The Electronic Frontier Foundation has filed comments on two issues: first, how to verify consumer requests to companies for access to personal information, and for deletion of that information; and second, how to make the process of opting out of the sale of data easy, using the framework already in place for the Do Not Track (DNT) system.
Verification of Requests
When it comes to verifying requests that users make of businesses to access their own data, EFF asked the Attorney General to carefully balance the interest of the consumer in obtaining their own personal information without undue delay or difficulty, with their interest in avoiding theft of their private data by people who might make fraudulent CCPA requests for data.
If a consumer already has a password-protected account, the Attorney General should mandate use of that password to verify the account. Further, the business must ensure that the requester really knows the password, and didn’t just steal a laptop with an open app, by requiring the requester to log out of the account and present the password again. The AG should also encourage, but not require, two-factor authentication as a form of verification in cases where doing so poses no risk to the user.

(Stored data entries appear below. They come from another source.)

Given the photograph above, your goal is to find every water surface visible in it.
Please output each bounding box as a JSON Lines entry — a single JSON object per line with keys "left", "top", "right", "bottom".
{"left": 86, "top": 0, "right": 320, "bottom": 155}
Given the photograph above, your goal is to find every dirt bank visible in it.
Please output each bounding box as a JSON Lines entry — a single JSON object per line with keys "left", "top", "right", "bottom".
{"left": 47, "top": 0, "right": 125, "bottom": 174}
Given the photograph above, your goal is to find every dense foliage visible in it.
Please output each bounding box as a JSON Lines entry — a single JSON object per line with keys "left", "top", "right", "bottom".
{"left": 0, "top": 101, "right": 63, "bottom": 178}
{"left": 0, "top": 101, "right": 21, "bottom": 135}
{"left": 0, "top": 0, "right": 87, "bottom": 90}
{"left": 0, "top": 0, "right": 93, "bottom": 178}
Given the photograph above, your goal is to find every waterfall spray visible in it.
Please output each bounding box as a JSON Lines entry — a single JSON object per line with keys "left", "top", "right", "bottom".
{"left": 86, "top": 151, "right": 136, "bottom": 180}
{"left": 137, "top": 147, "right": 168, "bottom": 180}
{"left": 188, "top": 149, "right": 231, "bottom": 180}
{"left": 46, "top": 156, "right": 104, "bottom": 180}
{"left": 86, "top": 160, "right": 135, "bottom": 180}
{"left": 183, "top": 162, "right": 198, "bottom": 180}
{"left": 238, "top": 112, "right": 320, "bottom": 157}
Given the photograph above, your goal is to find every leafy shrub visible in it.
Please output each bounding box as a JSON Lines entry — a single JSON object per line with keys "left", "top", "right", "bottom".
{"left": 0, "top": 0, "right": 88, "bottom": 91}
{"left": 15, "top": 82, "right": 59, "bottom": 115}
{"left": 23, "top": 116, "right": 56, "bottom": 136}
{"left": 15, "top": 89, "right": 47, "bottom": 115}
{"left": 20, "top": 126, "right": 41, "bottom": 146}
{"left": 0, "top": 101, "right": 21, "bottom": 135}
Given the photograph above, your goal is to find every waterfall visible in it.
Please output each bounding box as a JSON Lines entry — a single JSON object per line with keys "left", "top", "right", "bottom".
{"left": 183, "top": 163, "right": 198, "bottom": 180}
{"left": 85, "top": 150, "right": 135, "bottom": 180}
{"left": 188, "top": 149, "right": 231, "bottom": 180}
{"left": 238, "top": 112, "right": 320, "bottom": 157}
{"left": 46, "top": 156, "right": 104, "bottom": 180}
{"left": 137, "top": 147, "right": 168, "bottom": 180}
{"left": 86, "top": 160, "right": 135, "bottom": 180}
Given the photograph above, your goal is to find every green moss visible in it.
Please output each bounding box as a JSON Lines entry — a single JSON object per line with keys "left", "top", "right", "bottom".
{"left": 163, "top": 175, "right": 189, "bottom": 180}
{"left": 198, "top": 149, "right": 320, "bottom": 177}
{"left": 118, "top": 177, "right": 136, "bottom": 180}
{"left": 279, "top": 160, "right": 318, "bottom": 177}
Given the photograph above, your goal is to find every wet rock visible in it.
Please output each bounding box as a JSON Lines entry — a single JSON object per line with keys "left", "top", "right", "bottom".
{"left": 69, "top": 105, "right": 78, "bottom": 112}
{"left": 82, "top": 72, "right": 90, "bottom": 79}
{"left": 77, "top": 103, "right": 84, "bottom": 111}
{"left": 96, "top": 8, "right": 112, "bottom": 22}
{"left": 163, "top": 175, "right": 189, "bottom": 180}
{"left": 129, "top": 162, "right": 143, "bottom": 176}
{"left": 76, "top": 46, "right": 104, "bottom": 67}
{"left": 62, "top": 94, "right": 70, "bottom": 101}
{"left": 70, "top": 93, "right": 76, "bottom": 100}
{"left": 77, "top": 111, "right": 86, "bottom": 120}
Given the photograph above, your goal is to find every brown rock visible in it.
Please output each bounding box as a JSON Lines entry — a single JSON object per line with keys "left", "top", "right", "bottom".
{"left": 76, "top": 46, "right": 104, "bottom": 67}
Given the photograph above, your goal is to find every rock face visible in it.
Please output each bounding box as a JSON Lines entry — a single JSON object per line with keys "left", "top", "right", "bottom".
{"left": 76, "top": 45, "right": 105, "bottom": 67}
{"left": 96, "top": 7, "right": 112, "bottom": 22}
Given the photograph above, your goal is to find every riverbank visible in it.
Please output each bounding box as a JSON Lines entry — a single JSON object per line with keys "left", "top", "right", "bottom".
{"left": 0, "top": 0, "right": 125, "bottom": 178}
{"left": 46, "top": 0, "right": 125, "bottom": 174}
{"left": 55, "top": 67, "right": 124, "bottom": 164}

If a consumer does not have a password, the company must be as certain as is reasonably possible that the requester is the subject of the personal information being requested.
Opting Out of Sales
We also encourage the Attorney General to rely on the existing Do Not Track (DNT) system when issuing rules about consumer requests to opt-out of data sales. The DNT system combines a technology (a browsing header that announces the user prefers not to be tracked online) with a policy framework (how companies should respond to that signal).
The DNT header is already widely supported by most major web browsers, including Google Chrome, Mozilla Firefox, and Opera. EFF proposes that the Attorney General require any business that interacts with consumers directly over the Internet to treat a browser’s DNT request as a request to opt-out of data collection.
We thank the Attorney General’s office for the opportunity to comment on CCPA regulations, and look forward to making further comments about consumer data privacy.